# How to locate DTV Towers.



## SatMan

HOW TO LOCATE YOUR LOCAL DIGITAL TELEVISION TOWERS.

1. Use a good quality UHF only antenna. Channel Master 4221 & 4228 antenna's can provide a high gain signal strength.
2. Use a good quality coax cable with runs under 120'.
3. Locate your local DTV Towers here : http://www.100000watts.com/listings.html
4. Mount the antenna on a level, plumb and grounded mast.
5. Point your antenna(s) toward the tower(s). If useing multi antenna's for multi towers, combine all antennas to one line. Channel Master 4221 & 4228 are pointed bow ties towards tower.
6. Enjoy your local DTV channels.
:hi:


----------



## Mike123abc

Also, you can check out antennaweb.org where you put in your address and it will even draw a map showing the directions of all the towers around you. You do not need a fancy antenna, I just use a channelmaster VHF/UHF antenna I got at Lowes. I have also used Radio Shack antennas.
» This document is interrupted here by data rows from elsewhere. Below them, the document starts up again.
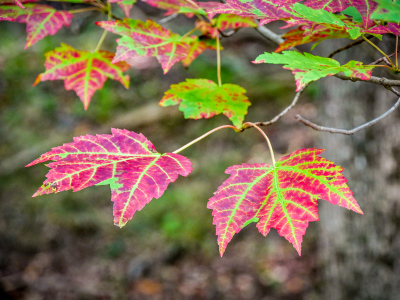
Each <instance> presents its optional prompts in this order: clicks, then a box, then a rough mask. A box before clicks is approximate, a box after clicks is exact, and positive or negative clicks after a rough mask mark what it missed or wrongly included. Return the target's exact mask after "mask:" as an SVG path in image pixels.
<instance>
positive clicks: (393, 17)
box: [371, 0, 400, 23]
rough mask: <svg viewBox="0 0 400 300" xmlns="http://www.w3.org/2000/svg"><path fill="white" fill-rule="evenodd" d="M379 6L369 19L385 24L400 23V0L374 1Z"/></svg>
mask: <svg viewBox="0 0 400 300" xmlns="http://www.w3.org/2000/svg"><path fill="white" fill-rule="evenodd" d="M374 1H375V2H377V3H378V4H379V5H378V7H377V8H376V10H375V11H374V12H373V14H372V16H371V18H372V19H379V20H384V21H387V22H396V23H398V22H400V0H396V1H391V0H374Z"/></svg>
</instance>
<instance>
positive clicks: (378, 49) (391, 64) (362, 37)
mask: <svg viewBox="0 0 400 300" xmlns="http://www.w3.org/2000/svg"><path fill="white" fill-rule="evenodd" d="M361 37H362V38H363V39H364V40H365V41H366V42H367V43H368V44H370V45H371V46H372V47H374V48H375V49H376V50H378V51H379V52H380V53H382V54H383V56H384V57H386V58H387V60H388V61H389V62H390V64H391V65H392V67H394V65H393V62H392V61H391V60H390V58H389V56H387V54H386V53H385V52H383V51H382V50H381V49H380V48H379V47H378V46H377V45H375V44H374V43H373V42H371V41H370V40H369V39H367V38H366V37H365V36H364V35H363V34H362V35H361Z"/></svg>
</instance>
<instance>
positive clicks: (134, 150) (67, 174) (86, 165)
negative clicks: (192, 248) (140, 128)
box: [27, 128, 192, 227]
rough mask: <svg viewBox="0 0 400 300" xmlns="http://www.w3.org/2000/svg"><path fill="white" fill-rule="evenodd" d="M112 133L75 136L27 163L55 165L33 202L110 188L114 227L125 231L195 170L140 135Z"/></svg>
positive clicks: (51, 166)
mask: <svg viewBox="0 0 400 300" xmlns="http://www.w3.org/2000/svg"><path fill="white" fill-rule="evenodd" d="M111 132H112V135H109V134H98V135H96V136H93V135H86V136H80V137H75V138H74V141H73V142H72V143H68V144H64V145H63V146H59V147H55V148H53V149H52V150H51V151H49V152H47V153H45V154H42V155H41V156H40V157H39V158H38V159H36V160H34V161H33V162H31V163H30V164H28V165H27V167H29V166H32V165H34V164H37V163H41V162H45V161H48V160H53V161H55V162H51V163H49V164H47V166H48V167H49V168H50V171H49V172H48V173H47V175H46V177H47V179H46V180H45V181H44V182H43V185H42V186H41V187H40V188H39V189H38V190H37V192H36V193H35V194H34V195H33V197H35V196H39V195H44V194H50V193H56V192H61V191H66V190H70V189H73V191H74V192H76V191H79V190H82V189H84V188H86V187H89V186H93V185H107V184H109V185H110V187H111V200H112V201H113V202H114V209H113V214H114V223H115V225H117V226H120V227H122V226H124V225H125V224H126V223H127V222H128V221H129V220H130V219H132V217H133V215H134V213H135V212H136V211H139V210H141V209H142V208H143V207H144V206H145V205H146V204H147V203H149V202H150V201H151V200H152V199H153V198H159V197H161V195H162V194H163V193H164V191H165V190H166V189H167V187H168V184H169V183H170V182H174V181H175V180H176V179H177V177H178V175H183V176H187V175H188V174H189V173H190V172H191V170H192V168H191V162H190V161H189V160H188V159H187V158H186V157H184V156H181V155H179V154H174V153H165V154H160V153H158V152H157V151H156V150H155V148H154V146H153V144H152V143H151V142H150V141H149V140H147V139H146V138H145V137H144V136H143V135H142V134H137V133H135V132H132V131H128V130H121V129H114V128H113V129H111Z"/></svg>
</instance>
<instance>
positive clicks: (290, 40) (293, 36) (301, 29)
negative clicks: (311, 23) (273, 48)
mask: <svg viewBox="0 0 400 300" xmlns="http://www.w3.org/2000/svg"><path fill="white" fill-rule="evenodd" d="M305 27H306V26H304V25H303V26H299V27H298V28H296V29H292V30H290V31H288V32H286V33H285V34H284V35H282V38H284V39H285V41H284V42H283V43H281V44H279V47H278V48H277V49H276V50H275V52H281V51H283V50H286V49H289V48H292V47H296V46H298V45H303V44H307V43H312V42H318V43H320V42H322V41H323V40H326V39H336V38H348V37H349V33H348V32H347V31H346V30H345V29H342V28H337V29H336V28H333V27H326V26H323V25H318V26H314V27H313V30H311V31H309V30H308V28H307V27H306V28H305Z"/></svg>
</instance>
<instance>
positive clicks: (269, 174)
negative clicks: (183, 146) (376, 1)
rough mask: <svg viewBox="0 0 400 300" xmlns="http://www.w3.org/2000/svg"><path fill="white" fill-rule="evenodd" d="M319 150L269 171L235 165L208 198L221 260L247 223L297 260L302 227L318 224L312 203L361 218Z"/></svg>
mask: <svg viewBox="0 0 400 300" xmlns="http://www.w3.org/2000/svg"><path fill="white" fill-rule="evenodd" d="M321 152H323V150H321V149H302V150H297V151H295V152H293V153H292V154H290V155H288V156H285V157H283V158H281V159H280V160H279V161H277V162H276V164H275V166H271V165H269V164H262V163H258V164H241V165H235V166H232V167H229V168H228V169H227V170H226V171H225V173H227V174H230V175H231V176H230V177H229V178H228V179H227V180H226V181H225V182H224V183H223V184H222V185H221V186H220V187H219V188H218V190H217V191H216V192H215V193H214V196H213V197H212V198H210V200H209V202H208V205H207V207H208V208H210V209H212V210H213V216H214V221H213V224H214V225H216V231H217V235H218V244H219V250H220V254H221V256H222V255H223V253H224V251H225V249H226V246H227V245H228V243H229V242H230V241H231V240H232V237H233V235H234V234H235V233H238V232H239V231H240V230H241V229H242V228H244V227H245V226H246V225H248V224H249V223H252V222H257V228H258V231H259V232H260V233H261V234H262V235H264V236H266V235H267V234H268V233H269V231H270V229H271V228H275V229H277V230H278V233H279V235H281V236H283V237H284V238H286V239H287V240H288V241H289V242H290V243H291V244H292V245H293V246H294V248H295V249H296V250H297V252H298V253H299V255H301V243H302V240H303V235H304V234H305V231H306V229H307V227H308V223H309V222H312V221H318V207H317V205H318V199H322V200H326V201H328V202H330V203H331V204H336V205H339V206H342V207H344V208H347V209H350V210H353V211H355V212H357V213H360V214H362V211H361V209H360V207H359V206H358V204H357V202H356V200H355V199H354V198H353V196H352V194H353V193H352V192H351V191H350V189H349V187H348V186H347V184H346V182H347V180H346V178H345V177H344V176H343V175H342V174H341V172H342V171H343V168H341V167H339V166H336V165H335V164H334V163H333V162H331V161H328V160H326V159H324V158H322V157H320V156H319V154H321Z"/></svg>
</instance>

Unless you live in a place with really bad ghosting (like downtown large city) or if you are a long ways from the transmitters, it is not hard to get HDTV, easier than analog because you either get a perfect picture or no picture.


----------



## SatMan

It is all location dependent but a good quality outdoor antenna will give you picture stability and is less likely to tile or pixelate.


----------



## William Millar

try this, this is the best site I've seen once your antenna is set up properly using a rotar, it tells you where each station is and what degree to point your antenna at from where you live.

http://www.2150.com/broadcast/

Bill


----------



## Tomsoundman

Unless your local stations are operating at flea power and people less than 10 miles tell you they can't even get a signal...

RANT OFF


----------



## AkShark

> _Originally posted by William Millar _
> *try this, this is the best site I've seen once your antenna is set up properly using a rotar, it tells you where each station is and what degree to point your antenna at from where you live.
> 
> http://www.2150.com/broadcast/
> 
> Bill *


Great map, I guess Alaska & Hawaii are no longer part of the United States.

This being the case I want my check back I just mailed to Uncle Sam for this years 1040. :shrug:


----------



## Tomsoundman

Why can't I get that website to work? 
( http://www.2150.com/broadcast/)

I have my Lat/Long from the websites it suggest to use. With just numbers, I get nothing, if I try + or - it says to use only numeric characters. If I try N,S (north, south) same deal. What am I doing wrong? I feel like a dummy...


----------



## Guest

Precede longitude with a minus ( - ) , but do NOT use a plus ( + ) in front of latitude.


----------



## Phil T

> _Originally posted by Tomsoundman _
> *Unless your local stations are operating at flea power and people less than 10 miles tell you they can't even get a signal...
> 
> RANT OFF *


Yea! are you listening KMGH - ABC - Denver!


----------